La croix est posée sur une colonne brisée, comme symbole d’une vie trop courte. La croix en fonte fabriquée en Champagne au symbole du martyr du Christ couronne un socle classique et rectangulaire. Une colonne drapée rappelle la vie voilée par la mort.  Le grès rose est plus doux à la sculpture, mais moins résistant que le grès d’Ernzen ou celui de Dillingen. Le granit servira de matériel à l’art funéraire luxembourgeois qu’à partir de 1890. Les épitaphes sont très développées et très personnelles, honorant les valeurs de « bons époux, bons parents, ange sœur ».  Ce ne fut qu’à partir de 1879 qu’une autorisation spécifique pour les épitaphes devait être sollicitée auprès du Collège des bourgmestre et échevins. Les enfants expriment leur reconnaissance à leurs parentsMarie Marguerite Schmit (1763-1827) et à son époux en première noce, Pierre Bruck (+1799) et à Jean-François Schmit (1776-1855) son second mari. Pierre Bruck avait repris en 1784 l’ancienne imprimerie et librairie Chevalier (resp. Perl) fondée en 1686. Il y avait été formé par son frère aîné Jean-Baptiste Bruck. Après son décès, l’imprimerie passait à Jean-François Schmit, fils du notaire Jean-Pierre Schmit et de Suzanne Marguerite Vallet et qui avait épousé Marie Marguerite Schmit-Bruck. Depuis son mariage conclu en 1802, il signait systématiquement Schmit-Bruck. Jean-François avait fait ses études au collège royal de Luxembourg. Pendant le blocus de 1794/95 de la forteresse de Luxembourg, il avait occupé le grade de sous-officier dans le corps des chasseurs luxembourgeois. Après la reddition de la forteresse, Schmit devint canonnier dans le 6e régiment d’artillerie française à pied.

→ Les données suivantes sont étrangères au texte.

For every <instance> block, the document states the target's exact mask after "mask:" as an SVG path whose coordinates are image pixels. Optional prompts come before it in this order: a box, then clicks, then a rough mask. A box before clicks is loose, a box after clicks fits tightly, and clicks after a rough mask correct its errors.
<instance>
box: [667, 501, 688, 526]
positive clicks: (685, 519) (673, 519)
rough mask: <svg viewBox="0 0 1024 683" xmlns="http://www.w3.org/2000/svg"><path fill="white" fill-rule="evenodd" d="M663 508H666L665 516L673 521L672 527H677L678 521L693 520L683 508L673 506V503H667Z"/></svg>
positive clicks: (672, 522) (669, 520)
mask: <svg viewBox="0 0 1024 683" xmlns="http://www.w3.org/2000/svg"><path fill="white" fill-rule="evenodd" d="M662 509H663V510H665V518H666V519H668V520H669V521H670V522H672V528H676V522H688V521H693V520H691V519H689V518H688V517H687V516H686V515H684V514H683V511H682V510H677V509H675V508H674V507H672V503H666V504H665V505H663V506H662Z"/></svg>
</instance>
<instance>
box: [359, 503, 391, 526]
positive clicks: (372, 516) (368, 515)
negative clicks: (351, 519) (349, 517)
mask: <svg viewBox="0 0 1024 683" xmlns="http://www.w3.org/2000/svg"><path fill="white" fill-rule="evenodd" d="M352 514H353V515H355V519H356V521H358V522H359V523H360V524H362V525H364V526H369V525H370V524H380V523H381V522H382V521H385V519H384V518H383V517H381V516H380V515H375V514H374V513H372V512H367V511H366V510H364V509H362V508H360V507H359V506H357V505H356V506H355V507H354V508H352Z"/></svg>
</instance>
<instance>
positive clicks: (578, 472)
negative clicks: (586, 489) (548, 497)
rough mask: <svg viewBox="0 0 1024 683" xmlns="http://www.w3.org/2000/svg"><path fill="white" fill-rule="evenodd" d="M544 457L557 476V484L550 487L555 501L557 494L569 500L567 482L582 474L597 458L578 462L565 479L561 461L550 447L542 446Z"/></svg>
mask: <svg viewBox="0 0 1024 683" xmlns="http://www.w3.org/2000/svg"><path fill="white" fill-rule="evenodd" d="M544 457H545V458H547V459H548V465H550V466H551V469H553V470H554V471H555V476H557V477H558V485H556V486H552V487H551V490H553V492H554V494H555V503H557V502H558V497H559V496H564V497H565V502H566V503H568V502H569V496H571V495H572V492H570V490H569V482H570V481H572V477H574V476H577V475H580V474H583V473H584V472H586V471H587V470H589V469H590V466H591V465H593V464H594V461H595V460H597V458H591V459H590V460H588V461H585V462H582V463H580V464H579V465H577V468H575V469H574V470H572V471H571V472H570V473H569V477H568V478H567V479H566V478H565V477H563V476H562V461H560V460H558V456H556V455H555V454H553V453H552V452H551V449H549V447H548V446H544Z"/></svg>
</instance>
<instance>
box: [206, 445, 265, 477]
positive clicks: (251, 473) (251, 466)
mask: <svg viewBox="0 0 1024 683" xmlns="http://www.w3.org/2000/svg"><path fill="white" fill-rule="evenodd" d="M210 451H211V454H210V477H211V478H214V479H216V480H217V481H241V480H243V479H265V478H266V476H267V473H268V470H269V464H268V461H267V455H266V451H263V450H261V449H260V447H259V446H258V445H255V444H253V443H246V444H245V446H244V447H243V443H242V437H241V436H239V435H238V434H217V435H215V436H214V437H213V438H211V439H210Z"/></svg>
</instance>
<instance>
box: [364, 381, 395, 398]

En raison de son mariage avec la veuve de Pierre Bruck, il  se plaça à la tête de l’imprimerie Bruck. Celle-ci deviendra imprimerie officielle pour les édits, ordonnances et les proclamations. Jean-François Bruck avait acquis en 1811 le moulin à papier de Muhlenbach dont les origines remontent à 1689. Schmit-Bruck se vouait aussi à la cause publique : il fut membre du conseil municipal de Luxembourg en 1804. Comme 1er échevin il accueillait le Roi-Grand-Duc Guillaume II le 25 juin 1841. En 1815 et en 1828, il occupa le rang de chef de la garde communale. En octobre 1817 et en mars 1824, il fut membre du Conseil de la régence. Schmit-Bruck était secrétaire du bureau de bienfaisance, membre de la commission d’études du collège échevinal, président de la fabrique d’église Notre-Dame de Luxembourg. Cet engagement valut à son imprimerie le titre de « Druckerei des Apostlosichen Vikariats ». En 1841, J.F. Schmit-Bruck était nommé membre de l’Assemblée des États du Luxembourg. En 1843 il fut décoré du Lion néerlandais. Il est décédé le 19 décembre 1855. En 1856, Jacques-Dieudonné Clesse avait repris la papeterie Schmit-Bruck tout en exploitant sa manufacture brevetée de « tricots sans couture » fondée en 1844.  Anne Françoise Clesse (1827-1847) et sa sœur Adélaïde Marie Clesse (1833-1888) ont été inhumées dans la tombe familiale. Jacques-Dieudonné vendait sa tricotterie et filature à Muhlenbach en 1870, mais tenait sa boutique à la rue du Curé.  Il était administrateur à la fabrique d’église Notre-Dame, membre de la Société Saint Vincent de Paul, membre du bureau de bienfaisance de la Ville. Il avait été nommé Chevalier de l’Ordre de la Couronne de Chêne en 1872. Entre 1874 et 1878, il fit des collectes pour financer les fêtes de la Ste Communion des enfants pauvres de la ville. J.D. Clesse est décédé en 1881. Par voie de mariage, l’enseigne revint à François Cordonnier (1843-1917), qui à partir de la cessation des activités commerciales de J.D. Clesse, ouvrait à la rue du Curé un magasin de vins. En 1880, il montait une fabrique de chaussures et son entreprise « Au petit Paris » devint fournisseur officiel de « Sa Majesté le Roi Grand-Duc Guillaume III ».”